Onion, Allium cepa, is an herbaceous biennial in the family Liliaceae grown for its edible bulb. The stem of the plant is a flattened disc at the base and the tubular leaves form a pseudostem where their sheaths overlap. The leaves are either erect or oblique and there are 3–8 per plant. The onion plant produces pink or white flowers clustered on stalks. The bulbs are formed just above the flattened stem of the plant by overlapping leaves. The bulb is made up of several layers, each corresponding to a leaf. They are are generally oval but shape can be variable and occur in clusters of 3–18 to a plant. The bulb is protected by a membrane which turns to a papery coat. Onion plants can reach a height of 50 cm (20 in) and are grown as annuals, harvested after one growing season. Onion may also be referred to by cultivar and these include red or purple onion, shallots and spring onions or scallions.
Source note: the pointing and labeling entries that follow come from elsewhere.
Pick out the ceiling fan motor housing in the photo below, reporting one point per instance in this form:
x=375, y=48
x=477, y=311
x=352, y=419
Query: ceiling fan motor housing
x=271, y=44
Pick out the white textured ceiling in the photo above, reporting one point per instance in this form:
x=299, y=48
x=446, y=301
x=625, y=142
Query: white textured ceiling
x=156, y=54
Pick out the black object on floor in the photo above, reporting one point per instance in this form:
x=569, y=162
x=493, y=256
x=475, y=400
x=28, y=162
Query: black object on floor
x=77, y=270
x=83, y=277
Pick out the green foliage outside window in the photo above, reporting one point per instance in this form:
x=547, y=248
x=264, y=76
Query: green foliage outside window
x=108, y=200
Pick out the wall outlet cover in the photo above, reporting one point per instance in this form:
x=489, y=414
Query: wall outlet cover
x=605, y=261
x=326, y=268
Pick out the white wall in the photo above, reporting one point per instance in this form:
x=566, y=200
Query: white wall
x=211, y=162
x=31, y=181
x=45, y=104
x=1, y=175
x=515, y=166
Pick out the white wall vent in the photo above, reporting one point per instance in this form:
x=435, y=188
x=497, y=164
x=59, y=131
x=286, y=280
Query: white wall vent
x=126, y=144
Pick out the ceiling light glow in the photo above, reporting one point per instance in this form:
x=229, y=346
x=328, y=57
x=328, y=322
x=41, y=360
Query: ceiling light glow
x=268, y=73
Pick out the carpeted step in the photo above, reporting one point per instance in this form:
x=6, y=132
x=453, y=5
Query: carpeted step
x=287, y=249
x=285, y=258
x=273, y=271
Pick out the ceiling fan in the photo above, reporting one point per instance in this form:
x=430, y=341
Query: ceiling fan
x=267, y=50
The origin of the onion has not been conclusively determined although it is likely to be somewhere in South East Asia where the gene pool is most diverse.

Properties

Onions are hardy, cool season vegetables that grow best at temperatures of 12 to 24 °C (55–75 °F), growing particularly well in areas with cool spring weather and drier, hotter summer weather. They require a fertile, well-draining soil such as clay or silt loams with a pH of 5.5–6.5. The plants do not do well in acidic soils. Onions should be set out in full sun for optimum bulb development. Onions are biennial vegetables and if they are left in the ground for a second year, they will produce flowers and set seed.

Note

The bulb is an edible vegetable and is the most commonly used part of the onion, usually consumed after cooking although it can be eaten fresh. The stems and leaves are also edible.